もし医療機関や教育機関が、こうした倫理観を共有していないならば、社会学的には「制度そのものへの不信」が広まりかねません。このことは、医師や看護師などの医療者を目指す学生たちへの教育にも重大な責任を生じさせ、医療関係者全体での倫理教育や情報管理の徹底が求められます。
また哲学的な観点では、人間の尊厳は生命が存続している間だけでなく、死後にも続くという考え方が、多くの思想家や宗教的伝統によって支持されてきました。これは「自己決定権の延長」や「人間としての尊厳を超えてはならない線」が存在するという考え方に基づいています。

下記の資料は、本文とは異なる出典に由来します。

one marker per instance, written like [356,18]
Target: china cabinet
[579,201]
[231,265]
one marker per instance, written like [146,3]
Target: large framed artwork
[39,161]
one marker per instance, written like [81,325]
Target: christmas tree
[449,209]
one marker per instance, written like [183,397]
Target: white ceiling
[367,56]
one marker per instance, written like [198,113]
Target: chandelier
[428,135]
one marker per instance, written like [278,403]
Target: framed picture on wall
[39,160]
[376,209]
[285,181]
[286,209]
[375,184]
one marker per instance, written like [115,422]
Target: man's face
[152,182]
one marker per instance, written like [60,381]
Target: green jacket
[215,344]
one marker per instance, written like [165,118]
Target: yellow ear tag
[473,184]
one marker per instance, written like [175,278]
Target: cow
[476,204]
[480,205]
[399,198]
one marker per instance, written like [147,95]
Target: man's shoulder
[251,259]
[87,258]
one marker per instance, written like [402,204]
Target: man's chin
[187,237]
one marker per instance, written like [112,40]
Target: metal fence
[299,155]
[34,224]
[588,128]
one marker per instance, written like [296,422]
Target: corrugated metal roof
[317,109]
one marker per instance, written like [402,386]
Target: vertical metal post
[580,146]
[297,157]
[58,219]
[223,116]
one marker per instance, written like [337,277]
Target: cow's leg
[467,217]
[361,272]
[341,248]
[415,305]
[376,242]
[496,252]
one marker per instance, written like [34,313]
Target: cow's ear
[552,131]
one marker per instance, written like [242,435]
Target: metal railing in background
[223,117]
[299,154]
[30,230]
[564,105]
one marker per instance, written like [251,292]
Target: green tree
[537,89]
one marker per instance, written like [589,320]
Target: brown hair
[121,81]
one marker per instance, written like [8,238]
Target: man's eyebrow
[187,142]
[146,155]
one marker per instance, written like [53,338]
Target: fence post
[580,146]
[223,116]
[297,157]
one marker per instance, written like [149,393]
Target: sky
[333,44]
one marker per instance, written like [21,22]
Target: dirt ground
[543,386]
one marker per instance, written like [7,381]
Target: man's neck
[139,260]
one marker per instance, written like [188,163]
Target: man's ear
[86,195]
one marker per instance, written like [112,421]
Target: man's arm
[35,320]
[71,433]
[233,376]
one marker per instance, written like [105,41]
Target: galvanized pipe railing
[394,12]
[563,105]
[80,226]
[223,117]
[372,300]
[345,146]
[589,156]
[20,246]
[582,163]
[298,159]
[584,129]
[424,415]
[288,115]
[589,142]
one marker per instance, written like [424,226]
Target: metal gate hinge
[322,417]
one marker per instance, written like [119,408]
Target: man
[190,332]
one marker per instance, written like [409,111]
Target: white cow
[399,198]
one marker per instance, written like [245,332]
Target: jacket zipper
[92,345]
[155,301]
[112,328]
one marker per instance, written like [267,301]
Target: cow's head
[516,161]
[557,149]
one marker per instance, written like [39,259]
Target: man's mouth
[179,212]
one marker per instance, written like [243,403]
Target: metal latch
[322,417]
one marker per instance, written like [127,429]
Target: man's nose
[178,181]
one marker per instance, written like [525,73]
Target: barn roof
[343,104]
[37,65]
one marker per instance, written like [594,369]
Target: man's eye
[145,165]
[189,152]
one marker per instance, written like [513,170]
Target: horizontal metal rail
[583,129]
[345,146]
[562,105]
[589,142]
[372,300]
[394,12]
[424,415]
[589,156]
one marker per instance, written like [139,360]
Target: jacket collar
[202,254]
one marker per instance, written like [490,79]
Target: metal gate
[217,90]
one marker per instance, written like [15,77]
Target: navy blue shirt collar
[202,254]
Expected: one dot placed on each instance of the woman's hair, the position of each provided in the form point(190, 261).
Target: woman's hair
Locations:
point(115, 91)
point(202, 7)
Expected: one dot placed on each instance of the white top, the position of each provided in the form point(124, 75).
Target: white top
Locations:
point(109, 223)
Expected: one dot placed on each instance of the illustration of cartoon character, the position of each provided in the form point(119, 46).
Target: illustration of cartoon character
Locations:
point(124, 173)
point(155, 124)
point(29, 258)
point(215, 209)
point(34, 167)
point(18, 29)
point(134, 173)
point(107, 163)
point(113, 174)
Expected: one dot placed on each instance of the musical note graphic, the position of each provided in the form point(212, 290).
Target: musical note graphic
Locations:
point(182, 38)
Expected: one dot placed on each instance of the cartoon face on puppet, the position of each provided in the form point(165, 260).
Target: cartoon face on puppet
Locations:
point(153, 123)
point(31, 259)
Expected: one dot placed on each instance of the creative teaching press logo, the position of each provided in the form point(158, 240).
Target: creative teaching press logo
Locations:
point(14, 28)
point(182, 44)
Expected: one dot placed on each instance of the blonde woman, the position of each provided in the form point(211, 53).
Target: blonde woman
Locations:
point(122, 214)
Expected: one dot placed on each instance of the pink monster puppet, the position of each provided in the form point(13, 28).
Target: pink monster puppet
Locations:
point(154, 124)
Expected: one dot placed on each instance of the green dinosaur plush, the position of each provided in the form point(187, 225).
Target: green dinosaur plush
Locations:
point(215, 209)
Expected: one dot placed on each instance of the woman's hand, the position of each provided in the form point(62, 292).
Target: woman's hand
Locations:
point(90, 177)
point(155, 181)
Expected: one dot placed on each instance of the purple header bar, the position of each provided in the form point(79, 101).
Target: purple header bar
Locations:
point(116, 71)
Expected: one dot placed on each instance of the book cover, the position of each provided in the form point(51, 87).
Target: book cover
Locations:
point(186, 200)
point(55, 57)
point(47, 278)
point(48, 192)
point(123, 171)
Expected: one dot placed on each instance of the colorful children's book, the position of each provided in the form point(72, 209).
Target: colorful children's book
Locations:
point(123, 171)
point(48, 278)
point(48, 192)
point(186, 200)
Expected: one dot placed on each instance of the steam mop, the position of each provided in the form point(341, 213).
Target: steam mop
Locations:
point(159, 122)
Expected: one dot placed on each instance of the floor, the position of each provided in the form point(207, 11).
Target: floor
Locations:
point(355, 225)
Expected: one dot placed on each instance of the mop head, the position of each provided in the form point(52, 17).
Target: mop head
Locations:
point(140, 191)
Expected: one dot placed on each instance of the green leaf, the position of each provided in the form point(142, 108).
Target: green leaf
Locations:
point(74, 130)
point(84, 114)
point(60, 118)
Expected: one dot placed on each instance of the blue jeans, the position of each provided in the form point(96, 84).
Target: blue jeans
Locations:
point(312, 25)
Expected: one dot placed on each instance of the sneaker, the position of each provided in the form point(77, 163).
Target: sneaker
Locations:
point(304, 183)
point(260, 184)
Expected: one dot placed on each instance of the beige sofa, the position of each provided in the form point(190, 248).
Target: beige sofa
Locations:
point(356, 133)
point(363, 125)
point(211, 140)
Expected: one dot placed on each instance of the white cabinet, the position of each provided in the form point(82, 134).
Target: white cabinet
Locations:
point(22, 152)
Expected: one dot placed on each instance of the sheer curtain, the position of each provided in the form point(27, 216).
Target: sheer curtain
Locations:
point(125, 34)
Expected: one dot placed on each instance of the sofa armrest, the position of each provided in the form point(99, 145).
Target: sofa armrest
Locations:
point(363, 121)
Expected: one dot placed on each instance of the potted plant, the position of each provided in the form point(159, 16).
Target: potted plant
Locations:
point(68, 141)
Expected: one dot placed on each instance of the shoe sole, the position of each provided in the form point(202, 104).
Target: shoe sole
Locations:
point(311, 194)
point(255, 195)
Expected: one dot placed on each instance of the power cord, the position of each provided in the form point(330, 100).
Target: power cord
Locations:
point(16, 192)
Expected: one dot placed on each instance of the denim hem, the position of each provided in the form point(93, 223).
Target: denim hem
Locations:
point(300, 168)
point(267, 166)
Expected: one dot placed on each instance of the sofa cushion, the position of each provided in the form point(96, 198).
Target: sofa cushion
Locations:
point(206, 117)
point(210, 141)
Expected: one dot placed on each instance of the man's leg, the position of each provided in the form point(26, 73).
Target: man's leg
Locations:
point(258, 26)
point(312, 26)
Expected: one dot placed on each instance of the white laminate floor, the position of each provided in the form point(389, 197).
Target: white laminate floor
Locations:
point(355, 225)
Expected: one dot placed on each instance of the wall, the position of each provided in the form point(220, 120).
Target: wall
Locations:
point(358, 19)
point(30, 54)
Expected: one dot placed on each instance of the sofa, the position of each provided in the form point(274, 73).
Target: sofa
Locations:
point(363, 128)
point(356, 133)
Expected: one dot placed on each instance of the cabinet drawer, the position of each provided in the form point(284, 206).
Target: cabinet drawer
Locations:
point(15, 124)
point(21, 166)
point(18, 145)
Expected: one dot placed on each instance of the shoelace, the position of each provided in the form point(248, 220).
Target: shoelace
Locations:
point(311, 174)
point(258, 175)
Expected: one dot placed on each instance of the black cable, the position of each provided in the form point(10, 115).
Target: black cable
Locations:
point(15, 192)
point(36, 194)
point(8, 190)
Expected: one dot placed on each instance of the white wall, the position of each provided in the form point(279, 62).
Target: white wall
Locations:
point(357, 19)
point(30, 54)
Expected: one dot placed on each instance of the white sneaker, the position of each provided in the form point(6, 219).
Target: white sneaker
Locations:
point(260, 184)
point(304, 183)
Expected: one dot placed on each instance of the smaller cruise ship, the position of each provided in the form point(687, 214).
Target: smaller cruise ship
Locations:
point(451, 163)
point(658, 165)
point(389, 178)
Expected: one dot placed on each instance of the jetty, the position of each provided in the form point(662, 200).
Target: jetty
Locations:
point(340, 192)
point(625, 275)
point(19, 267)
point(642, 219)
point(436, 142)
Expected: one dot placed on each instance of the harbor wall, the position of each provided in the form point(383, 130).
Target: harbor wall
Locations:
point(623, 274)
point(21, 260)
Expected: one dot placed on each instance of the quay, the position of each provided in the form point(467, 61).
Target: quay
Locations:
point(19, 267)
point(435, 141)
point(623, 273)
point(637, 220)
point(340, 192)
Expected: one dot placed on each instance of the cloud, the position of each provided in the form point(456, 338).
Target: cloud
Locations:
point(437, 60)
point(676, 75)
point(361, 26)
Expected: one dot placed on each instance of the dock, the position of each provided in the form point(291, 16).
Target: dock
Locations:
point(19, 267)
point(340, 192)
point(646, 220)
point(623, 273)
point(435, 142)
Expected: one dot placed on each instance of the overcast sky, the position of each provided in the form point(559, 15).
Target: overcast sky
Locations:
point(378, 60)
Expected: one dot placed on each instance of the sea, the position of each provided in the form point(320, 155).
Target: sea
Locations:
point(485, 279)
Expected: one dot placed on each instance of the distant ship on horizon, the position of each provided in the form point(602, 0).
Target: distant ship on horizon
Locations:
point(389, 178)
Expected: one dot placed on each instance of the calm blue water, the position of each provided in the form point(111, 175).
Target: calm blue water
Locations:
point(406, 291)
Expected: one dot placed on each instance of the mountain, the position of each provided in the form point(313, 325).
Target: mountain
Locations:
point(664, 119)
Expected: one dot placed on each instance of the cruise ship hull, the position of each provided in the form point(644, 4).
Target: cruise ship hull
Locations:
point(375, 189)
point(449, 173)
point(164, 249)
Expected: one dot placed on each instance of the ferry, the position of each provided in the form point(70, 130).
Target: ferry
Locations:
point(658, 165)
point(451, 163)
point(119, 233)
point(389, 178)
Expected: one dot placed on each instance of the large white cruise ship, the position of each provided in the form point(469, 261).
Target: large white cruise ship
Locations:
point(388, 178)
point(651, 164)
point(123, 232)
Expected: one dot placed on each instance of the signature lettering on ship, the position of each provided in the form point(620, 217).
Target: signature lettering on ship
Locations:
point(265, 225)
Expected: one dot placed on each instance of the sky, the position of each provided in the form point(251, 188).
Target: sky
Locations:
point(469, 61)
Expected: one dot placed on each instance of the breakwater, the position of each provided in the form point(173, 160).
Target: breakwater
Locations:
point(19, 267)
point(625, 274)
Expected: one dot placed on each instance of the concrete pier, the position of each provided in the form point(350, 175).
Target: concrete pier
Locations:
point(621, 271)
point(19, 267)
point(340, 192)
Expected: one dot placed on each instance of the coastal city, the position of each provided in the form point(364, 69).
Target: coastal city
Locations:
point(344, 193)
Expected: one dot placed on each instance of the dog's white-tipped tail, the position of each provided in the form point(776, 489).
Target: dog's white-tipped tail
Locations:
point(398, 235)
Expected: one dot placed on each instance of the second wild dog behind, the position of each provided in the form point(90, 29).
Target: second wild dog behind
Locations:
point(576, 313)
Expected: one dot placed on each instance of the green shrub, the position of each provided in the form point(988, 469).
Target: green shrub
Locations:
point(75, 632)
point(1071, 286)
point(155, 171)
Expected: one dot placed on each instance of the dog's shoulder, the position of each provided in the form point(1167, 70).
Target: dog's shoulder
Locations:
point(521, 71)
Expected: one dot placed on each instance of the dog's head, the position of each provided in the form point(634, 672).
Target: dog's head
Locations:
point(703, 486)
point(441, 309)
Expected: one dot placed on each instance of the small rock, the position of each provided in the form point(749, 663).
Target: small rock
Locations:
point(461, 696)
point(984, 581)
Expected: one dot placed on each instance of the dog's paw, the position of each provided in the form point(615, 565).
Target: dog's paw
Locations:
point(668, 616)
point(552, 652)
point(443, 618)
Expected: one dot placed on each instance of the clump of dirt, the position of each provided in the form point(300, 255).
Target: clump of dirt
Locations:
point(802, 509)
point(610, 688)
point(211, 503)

解剖に対する死者への敬意を失った行為は、単に個人の道徳観が問われるだけでなく、社会の根幹にある「人間を大切にする」という価値観そのものを侵しかねないのです。
以上のことから、この問題は、医療に携わる人間の資質と倫理的判断力、その背後にある教育・管理体制の不備など多面的に検討されるべきでしょう。
一方で、SNSやデジタル技術の進歩が驚くほど速い現代では、誰もが手軽に写真や動画を発信できる環境が整っています。
だからこそ、情報発信者としての責任を強く意識しなければならず、それはまさに医療従事者の社会的責務といえます。死者を前にしたとき、人々が感じる畏敬や悲しみ、そして敬意こそが、人間社会を繋ぎとめる大切な感情なのではないでしょうか。
結論として、解剖の場での自撮り撮影とSNSへの投稿は、医療従事者が持つべき死者への敬意と倫理観に著しく反する行為であり、人間の尊厳や医療全体に対する信頼を損なう大きな問題です。
今後、医療機関や教育機関は倫理教育の強化と、SNSの利用に関するガイドラインを策定し、管理体制をより厳格にすべきだと考えられます。
しかし、こんなことまで明文化しないといけないものでしょうか……
至極当然のことのようにも思えてならないのです。
私たちが共有する社会の価値観として、「死者にも尊厳がある」ということを忘れず、命の尊重がどこまでも貫かれる医療環境を築くことが、未来を担う医療従事者の責務なのです。